By Elias Hazou
CYPRUS found scant support yesterday for any changes to its bailout programme, with eurozone finance ministers and officials dismissing the idea.
“Determined implementation of the programme is indispensable,” Jeroen Dijsselbloem, who chairs the Eurogroup meetings, told a news conference after the Eurogroup meeting, when went on until after midnight.
President Nicos Anastasiades had written to European Union leaders requesting modifications to the terms of the bailout. “It is my humble submission that the bail-in was implemented without careful preparation,” the President said in the letter.
The letter was discussed at last night’s Eurogroup meeting but the comments made ahead of the finance minister’s talks to set bank bailout rules for the bloc, indicated early on that little support would be forthcoming from Cyprus’ EU partners.
Going into last night’s meeting, European Economic and Financial Affairs Commissioner Olli Rehn said the bailout programme had only recently been agreed and “we will work on the basis of that programme.”
Luxembourg Finance Minister Luc Frieden likewise said Cyprus could not expect changes to its bailout deal.
It is “very unlikely that the Cyprus compromise can be opened up or another solution introduced. It was the best solution for Cyprus in the circumstances,” he said.
The problems in Cyprus were caused not by the bailout programme, but by its troubled financial sector, Dijsselbloem said earlier as he ruled out any more money for the island.

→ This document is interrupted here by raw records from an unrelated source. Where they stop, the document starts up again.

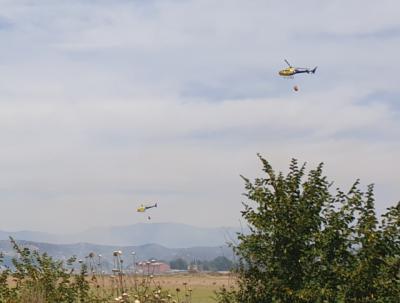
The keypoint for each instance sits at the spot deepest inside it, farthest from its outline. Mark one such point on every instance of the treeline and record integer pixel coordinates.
(220, 263)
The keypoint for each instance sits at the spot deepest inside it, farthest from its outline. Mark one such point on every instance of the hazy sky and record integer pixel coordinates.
(107, 104)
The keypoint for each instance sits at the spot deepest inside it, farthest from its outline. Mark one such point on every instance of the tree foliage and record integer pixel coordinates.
(310, 243)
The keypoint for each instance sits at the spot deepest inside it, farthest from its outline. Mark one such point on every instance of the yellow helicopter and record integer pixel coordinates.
(291, 71)
(142, 208)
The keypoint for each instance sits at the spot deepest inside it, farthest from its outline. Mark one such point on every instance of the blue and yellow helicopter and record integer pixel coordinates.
(291, 71)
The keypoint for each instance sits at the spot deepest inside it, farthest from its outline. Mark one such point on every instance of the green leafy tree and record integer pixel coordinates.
(310, 244)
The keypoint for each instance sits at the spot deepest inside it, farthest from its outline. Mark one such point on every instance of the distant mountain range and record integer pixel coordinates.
(172, 235)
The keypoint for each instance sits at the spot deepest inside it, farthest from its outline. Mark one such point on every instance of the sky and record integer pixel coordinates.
(108, 104)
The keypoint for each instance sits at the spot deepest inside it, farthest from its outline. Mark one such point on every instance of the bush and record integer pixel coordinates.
(309, 243)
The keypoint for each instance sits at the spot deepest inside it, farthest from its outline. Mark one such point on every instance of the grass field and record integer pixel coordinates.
(202, 285)
(199, 288)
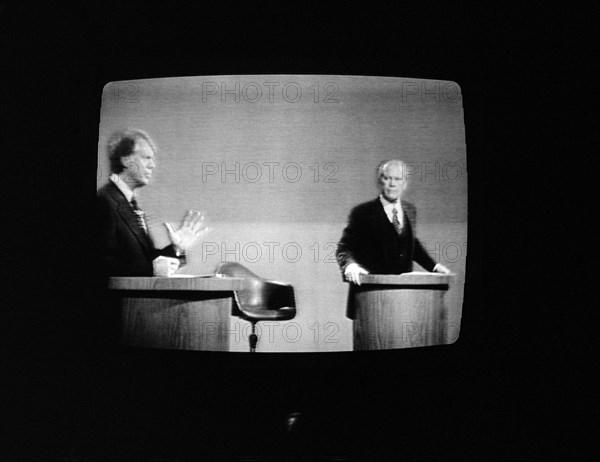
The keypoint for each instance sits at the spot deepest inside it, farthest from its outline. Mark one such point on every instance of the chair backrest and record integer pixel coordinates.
(260, 293)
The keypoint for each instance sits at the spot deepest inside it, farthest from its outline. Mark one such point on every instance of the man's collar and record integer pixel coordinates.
(119, 183)
(387, 204)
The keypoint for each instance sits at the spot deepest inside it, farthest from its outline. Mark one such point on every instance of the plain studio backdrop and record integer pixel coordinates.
(276, 163)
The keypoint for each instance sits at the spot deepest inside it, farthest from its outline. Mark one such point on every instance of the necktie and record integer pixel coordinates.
(141, 219)
(395, 221)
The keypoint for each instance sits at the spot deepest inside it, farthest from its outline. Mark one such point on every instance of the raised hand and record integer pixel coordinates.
(190, 231)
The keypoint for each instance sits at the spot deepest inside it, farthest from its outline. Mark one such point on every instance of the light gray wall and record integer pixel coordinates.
(264, 220)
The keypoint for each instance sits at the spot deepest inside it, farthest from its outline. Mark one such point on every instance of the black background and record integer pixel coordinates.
(515, 386)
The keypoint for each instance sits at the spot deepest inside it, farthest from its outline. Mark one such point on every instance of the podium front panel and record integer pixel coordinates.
(400, 311)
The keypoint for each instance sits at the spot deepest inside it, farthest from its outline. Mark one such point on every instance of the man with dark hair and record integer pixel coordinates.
(381, 235)
(125, 244)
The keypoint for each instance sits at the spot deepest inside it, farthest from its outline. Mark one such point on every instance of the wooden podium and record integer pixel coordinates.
(400, 311)
(176, 313)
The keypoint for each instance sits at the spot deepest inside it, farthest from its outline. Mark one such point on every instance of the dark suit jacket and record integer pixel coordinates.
(125, 249)
(372, 241)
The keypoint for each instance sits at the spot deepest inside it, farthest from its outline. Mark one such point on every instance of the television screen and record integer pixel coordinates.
(305, 184)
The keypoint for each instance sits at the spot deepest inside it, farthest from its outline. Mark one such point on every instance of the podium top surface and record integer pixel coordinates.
(200, 283)
(415, 278)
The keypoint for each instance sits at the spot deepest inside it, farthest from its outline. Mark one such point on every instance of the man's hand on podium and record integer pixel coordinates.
(165, 266)
(353, 271)
(190, 231)
(439, 268)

“It wouldn’t be a good thing for Cyprus because loans should also be repaid. This was the reason why we said the loan shouldn’t be more than 10 billion euros,” Dijsselbloem said.
“I assume that there is great incomprehension among all the colleagues,” Austrian Finance Minister Maria Fekter said. “I cannot imagine there is an alternative proposal that is better than what we worked out arduously and consensually.”
Officials from the ‘troika’ of international lenders – ECB, IMF and European Commission – also rejected the idea of tweaking the rescue package.
“There is no viable alternative than now implementing 100 per cent the strategy outlined in the [Cypriot] memorandum of understanding,” European Central Bank executive board member Joerg Asmussen said.
The ECB official went on to urge Cyprus to make every effort to restore confidence in its financial system, in order to implement the strategy outlined in the memorandum of understanding.
Other than Cyprus, euro-area finance ministers were set to hold a complicated debate on whether EU banks should be recapitalised directly through the European Stability Mechanism (ESM). The talks extended late into the night.
The island secured a €10bn rescue package in April to avert bankruptcy, in exchange for downsizing its over-leveraged banking sector.
It was a take it or leave it deal with the European Central Bank (ECB) threatening to turn off the tap of emergency liquidity to Laiki, which would have meant its immediate collapse and possibly that of Bank of Cyprus soon afterwards.
Thousands of uninsured depositors lost their savings in the wake of the ‘bail-in’, a first in the history of the eurozone debt crisis.
But the capital controls imposed to prevent a drain on remaining deposits have put a chokehold on transactions.
In his letter to EU leaders, the President had suggested the rescue package had not been well thought-out, resulting in a shock for the Cyprus economy, driven mainly by its financial services sector.
“An alternative, longer term, downsizing of the banking system away from publicity and without bank runs was a credible alternative that would not have produced such a deep recession and loss of confidence in the banking system,” the President said.
The government later clarified that it was not seeking to amend the bailout deal or additional loans, but rather to re-jig some of the aspects of the agreement.
In his letter, Anastasiades said the ‘bail-in’ of the two Cypriot banks, agreed back in March, made no distinction between long-term deposits earning high returns and money flowing through current accounts, such as company working capital.
The IMF meanwhile yesterday confirmed receipt of Anastasiades’ missive and said the organisation intended to respond to it.
At a press briefing in New York, IMF spokesman Gerry Rice declined to be drawn further, saying only that the IMF treats bailout programmes “on an ongoing basis.”
All rescue packages – not just Cyprus’ – are evaluated every three months, Rice said, adding that bailout programmes are “dynamic.”
However, Rice noted the government’s statement that it intends to fully comply with the terms of the loan agreement.
The IMF will be contributing up to €1bn of the total package.